那孩子还穿着那身破烂的单衣,赤着脚,头发依旧乱糟糟地遮住大半张脸,此刻正背对着门口,身体蜷缩成一团,肩膀微微起伏,似乎在睡觉,又或者只是在躲避光线和来人。
可方才在外头明明能看见里头有人影活动,那么,更大的可能就是他在装睡。
赵天明紧跟着尤善进了柴房,顺手将身后那扇破门稍微合拢了一些,隔绝了外面可能投来的探究视线。
柴房内顿时更暗了,只有高窗和门缝透进几缕微弱的天光。
“把帘子拉开些吧,太黑了。”尤善说着,走到那扇高窗下,伸手拽了拽钉在窗框上的一块脏得看不清原色的破布帘子。
帘子被拉开一些,更多的光线透了进来,勉强照亮了柴房内部。
尤善没有立刻靠近那孩子,而是先站在光线稍好的地方,静静地观察了几秒。
孩子蜷缩的姿势很紧,是一种缺乏安全感的防御姿态,露在外面的手腕和脚踝瘦骨嶙峋,布满了污垢和疑似冻疮的红痕,呼吸声很轻,但频率并不均匀。
赵天明也跟了过来,站在尤善侧后方,目光复杂地看着那孩子,低声道:“唉,关在这儿的这些天,也不知道有没有人管他的饭。你看他这样子……精神头比前天更差了。”

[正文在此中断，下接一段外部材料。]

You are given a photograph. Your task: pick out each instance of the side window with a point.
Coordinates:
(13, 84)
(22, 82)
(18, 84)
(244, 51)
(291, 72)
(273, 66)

“人在黑暗的地方关久了,精神状态自然不可能好。”尤善的声音很平稳,听不出太多情绪,一边说,一边缓缓地朝着那蜷缩的身影靠近。
“要把他叫醒吗?”赵天明问。
他声音压得更低,但没有跟随尤善的步伐靠得更近,也不知道是不是对这孩子先前的攻击行径心有余悸。
尤善没有立刻回答。
她在距离孩子大约两步远的地方停下,蹲下身,这个高度正好能与蜷缩的孩子平视——如果对方抬头的话。
然后,她伸出手,准备碰触一下那孩子的肩膀。
就在尤善的指尖即将触及那件破旧单衣的前一刻,那蜷缩的身影猛地一颤。
孩子没动,但他一直紧闭着的眼睛,在杂乱的发丝缝隙后倏地睁开了。
那是双眼睛黑漆漆的,却在昏暗的光线下亮得惊人,里面映着尤善平静的面容,以及她身后赵天明稍远的身影。
至于眼神......没有前天的疯狂和攻击性,只有一种极致的警惕。
但很快,就在尤善与他对视的瞬间,那孩子又飞快地闭上了眼睛,甚至把头往臂弯里更深地埋了埋,身体也蜷缩得更紧。
他在拒绝沟通,也拒绝接触。
这样的反应......和第一天天差地别。
尤善的手停在半空,没有强行去触碰他。
女人蹲在原地,看着那团脏兮兮又戒备十足的小小身影,沉默了片刻,眼底浮现出思考的认真。
几秒后,她用一种比刚才更加温和,也更加清晰的语调,轻轻唤了一声:
“小天。”
话音落下的瞬间,那蜷缩的身体几不可查地僵了一下。
尤善保持着蹲姿,目光平静地落在他脏乱的发顶,继续问道:“小天……这是你的名字吗?”
小天重新睁开了眼睛。
这一次,他的动作很慢,那双原本被警惕填满的黑眼睛此刻蒙着一层水雾,朦胧中映出尤善平静温和的脸,显然是对这个名字有反应的。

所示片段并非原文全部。